Currently Nanojit has a number of large, complex classes, and many of them link to other large complex classes.  At many points in the code there is a bewildering amount of accessible non-local state.  (And I haven’t even mentioned how this can complicate memory management, if you end up with multiple pointers to objects.)  The complexity caused by this is a tax on development that we are all paying daily.

A better way

Before joining Mozilla, I spent three years programming in a functional language called Mercury.  Mercury entirely lacks global variables (except for some very restricted cases which are rarely used).  This means that you have to pass more data around as arguments than you do in C++.  But it also means that when you look at a function, you know exactly what its inputs and outputs are, and so you can use purely local reasoning to understand what it does.  This is an *enormous* help, and one that’s easy to underestimate if you haven’t experienced it.

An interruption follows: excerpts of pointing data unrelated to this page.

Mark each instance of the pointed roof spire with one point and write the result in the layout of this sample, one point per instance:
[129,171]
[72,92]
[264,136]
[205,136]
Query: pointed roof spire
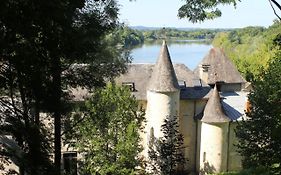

Obviously we’re not going to rewrite Firefox in a functional language any time soon.  And of course non-local state is necessary sometimes. But even C is better than C++ in this respect, because at least in C global variables are obvious and everyone knows that you should minimise their use — the language doesn’t actively encourage you to put non-local state everywhere and let you feel good about it.  Information hiding is one of the fundamental principles of programming, and object-oriented programming is meant to promote it, but unless you are very disciplined it tends to do the opposite.

So next time you are thinking about adding a field to a class, ask yourself: is it really necessary?  Could it be passed in as an argument instead, or something else?  Can you make your life easier by avoiding some non-local state?